Lebih lanjut, ia menyatakan bahwa proses legalisasi ganja sebagai obat harus sesuai dengan kaidah pengembangan obat, didukung oleh data uji klinis terkait, dan didaftarkan ke Badan Pengawas Obat dan Makanan (BPOM). "Untuk ganja, tidak bisa menggunakan regulasi seperti obat herbal lainnya yang tidak mengandung senyawa psikoaktif," tambahnya.
Dilansir dari Reuters, Thailand akan berupaya untuk melegalkan ganja demi kepentingan medis. Hal ini cukup mengejutkan mengingat bahwa sebelumnya, Thailand telah mengizinkan penggunaan ganja untuk rekreasi sejak tahun 2022. Namun, setelah dua tahun berlalu, negara ini menghadapi masalah dengan pertumbuhan signifikan dari berbagai toko dan ritel ganja.
"Saya menginginkan Kementerian Kesehatan untuk mengubah peraturan dan memasukkan kembali ganja ke dalam daftar narkotika," ungkap Perdana Menteri Srettha Thavisin melalui platform media sosial X pada bulan Mei lalu.

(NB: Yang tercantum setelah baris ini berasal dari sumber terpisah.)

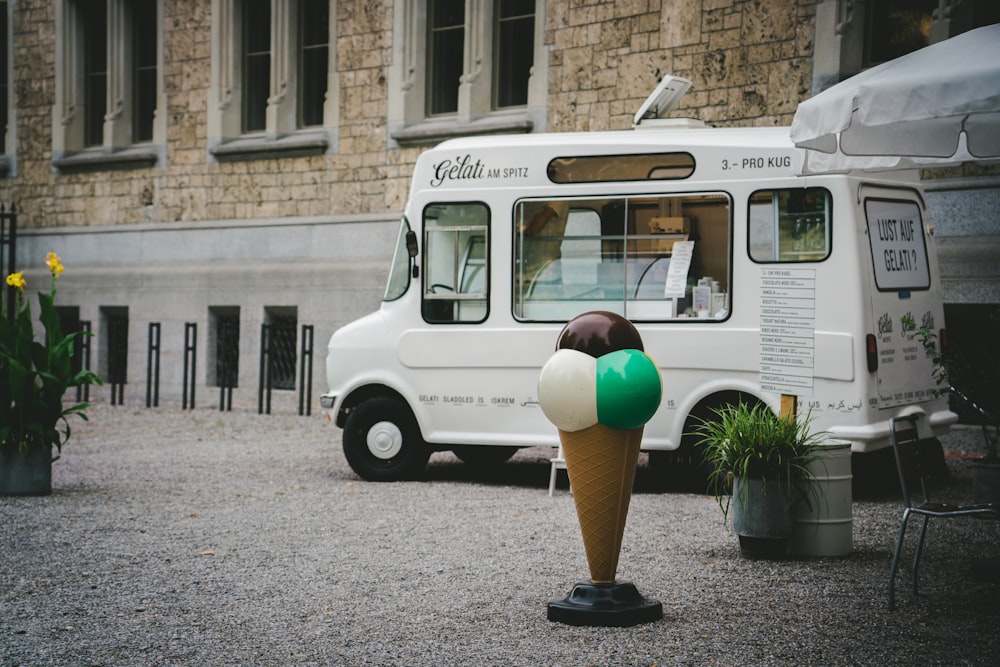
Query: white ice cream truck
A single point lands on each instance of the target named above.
(744, 280)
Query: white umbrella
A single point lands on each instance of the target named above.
(936, 106)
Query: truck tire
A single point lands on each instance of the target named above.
(382, 441)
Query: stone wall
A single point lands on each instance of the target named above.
(749, 61)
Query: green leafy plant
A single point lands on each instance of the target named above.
(34, 376)
(751, 441)
(973, 385)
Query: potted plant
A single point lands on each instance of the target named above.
(34, 377)
(973, 386)
(759, 465)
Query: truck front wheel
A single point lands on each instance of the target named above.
(382, 441)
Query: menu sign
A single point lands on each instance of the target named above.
(787, 326)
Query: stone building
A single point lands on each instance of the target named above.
(233, 163)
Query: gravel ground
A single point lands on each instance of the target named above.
(207, 538)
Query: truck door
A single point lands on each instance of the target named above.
(905, 287)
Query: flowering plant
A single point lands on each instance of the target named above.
(34, 375)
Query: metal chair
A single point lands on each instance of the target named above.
(558, 462)
(910, 465)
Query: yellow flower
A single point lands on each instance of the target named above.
(55, 264)
(17, 280)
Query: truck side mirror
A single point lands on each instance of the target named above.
(411, 250)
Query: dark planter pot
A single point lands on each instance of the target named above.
(985, 481)
(22, 475)
(762, 517)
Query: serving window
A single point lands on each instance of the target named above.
(648, 258)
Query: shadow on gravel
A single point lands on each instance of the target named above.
(527, 470)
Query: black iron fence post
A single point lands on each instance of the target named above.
(117, 348)
(83, 391)
(305, 370)
(227, 363)
(8, 239)
(264, 386)
(190, 357)
(153, 366)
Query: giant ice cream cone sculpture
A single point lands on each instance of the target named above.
(601, 464)
(599, 389)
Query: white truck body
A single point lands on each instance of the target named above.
(743, 279)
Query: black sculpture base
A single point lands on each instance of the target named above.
(614, 605)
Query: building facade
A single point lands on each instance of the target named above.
(230, 164)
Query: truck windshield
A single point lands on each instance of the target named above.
(399, 272)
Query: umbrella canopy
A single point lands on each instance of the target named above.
(936, 106)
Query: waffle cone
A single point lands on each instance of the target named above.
(601, 465)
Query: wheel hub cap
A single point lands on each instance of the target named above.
(385, 440)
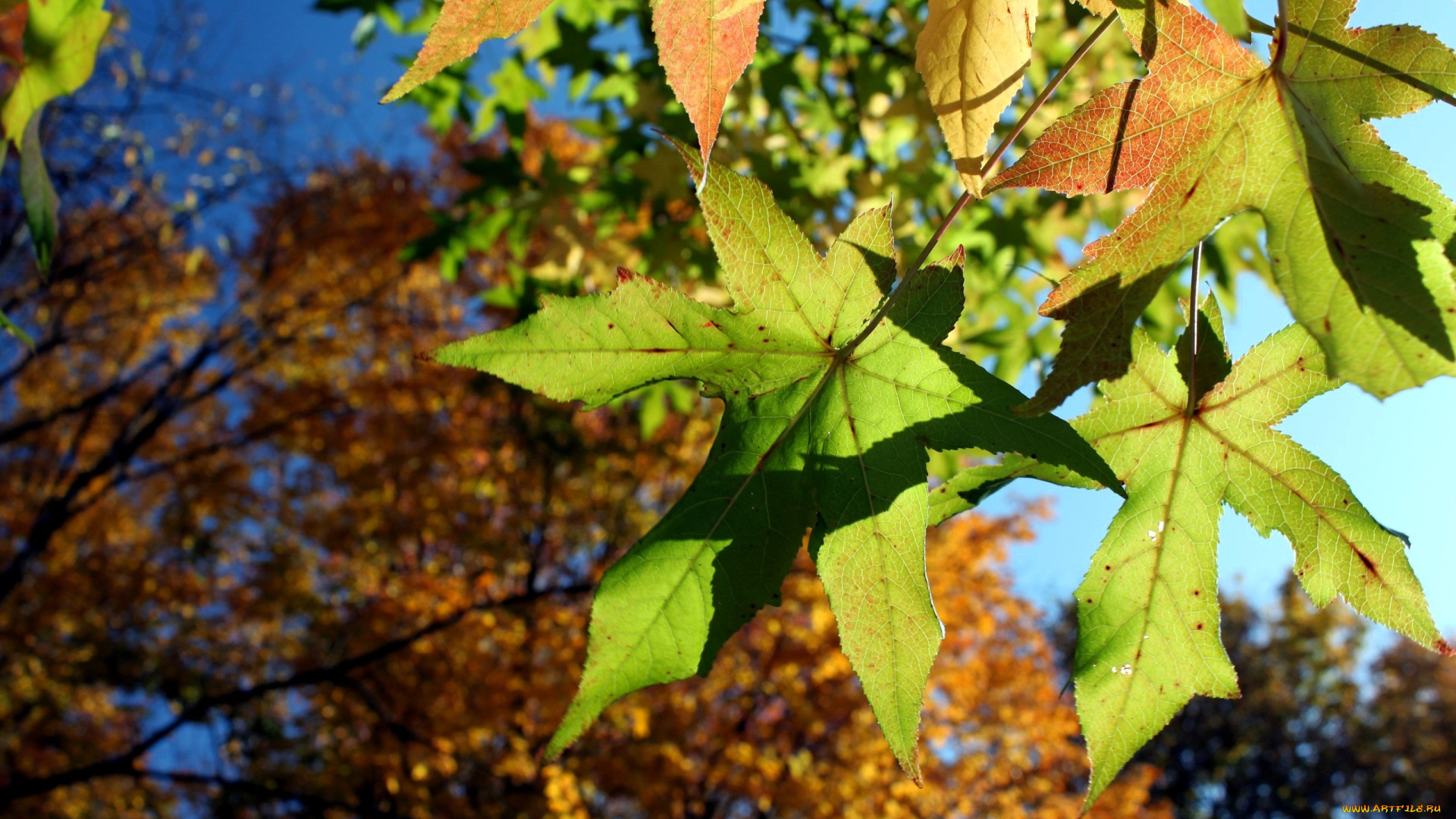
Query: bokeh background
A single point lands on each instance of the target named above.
(262, 563)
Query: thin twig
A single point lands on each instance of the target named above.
(986, 168)
(1283, 36)
(1193, 325)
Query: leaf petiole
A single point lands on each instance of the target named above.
(990, 162)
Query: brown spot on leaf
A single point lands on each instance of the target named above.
(1366, 560)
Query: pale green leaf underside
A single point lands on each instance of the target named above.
(61, 39)
(1147, 608)
(817, 425)
(1356, 235)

Dari kedua pernyataan tersebut, terlihat bahwa Thailand tengah mengubah pandangannya terhadap penggunaan ganja, dari awalnya sebagai obat rekreasi menjadi obat kesehatan dan medis. Tindakan ini bertujuan untuk merespon kebutuhan medis masyarakat yang membutuhkan ganja sebagai bagian dari terapi medis. Meski hal ini dijalankan oleh Thailand, Indonesia justru mengambil langkah yang berbeda dengan menegaskan larangan ganja untuk keperluan medis.